Questo ragazzo del 1989 ha preso in mano la squadra la scorsa estate e con grande sapienza non ha stravolto un gruppo che aveva lottato già nel recente passato per la vetta della classifica: oltre a qualche innesto in rosa, il mister nato ad Alzano Lombardo ha inserito le sue idee e con un 3-4-3 fatto di intensità, ottima occupazione degli spazi e grande verticalità sta volando nel girone A. Andreoletti sta dimostrando di avere la stoffa e le qualità per poter puntare in alto a pochi mesi dall’esonero (forse affrettato?) dello scorso anno a Benevento e dopo aver fatto bene con la Pro Sesto.
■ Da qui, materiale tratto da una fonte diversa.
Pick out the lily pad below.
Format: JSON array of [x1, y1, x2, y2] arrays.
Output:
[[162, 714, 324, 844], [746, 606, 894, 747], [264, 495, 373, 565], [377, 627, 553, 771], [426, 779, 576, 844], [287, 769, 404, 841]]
Nel girone d'andata il Padova ha toccato quota 51 punti con 16 vittorie, tre pareggi e nessuna sconfitta: un percorso ai limiti della perfezione con cui ha eguagliato quello fatto dal Catanzaro nella stagione 2022/2023. La speranza dei biancoscudati è che l'esito finale sia lo stesso, ovvero la promozione in B ma Andreoletti ha bene in mente cosa devono fare i suoi ragazzi nelle prossime settimane: “Non dobbiamo assolutamente metterci a fare tabelle o conti strani perché mancano ancora tantissime partite”.
A Fanpage.it Matteo Andreoletti ha parlato della stagione favolosa al Padova e del suo percorso da allenatore, dagli inizi fino al sogno Serie B.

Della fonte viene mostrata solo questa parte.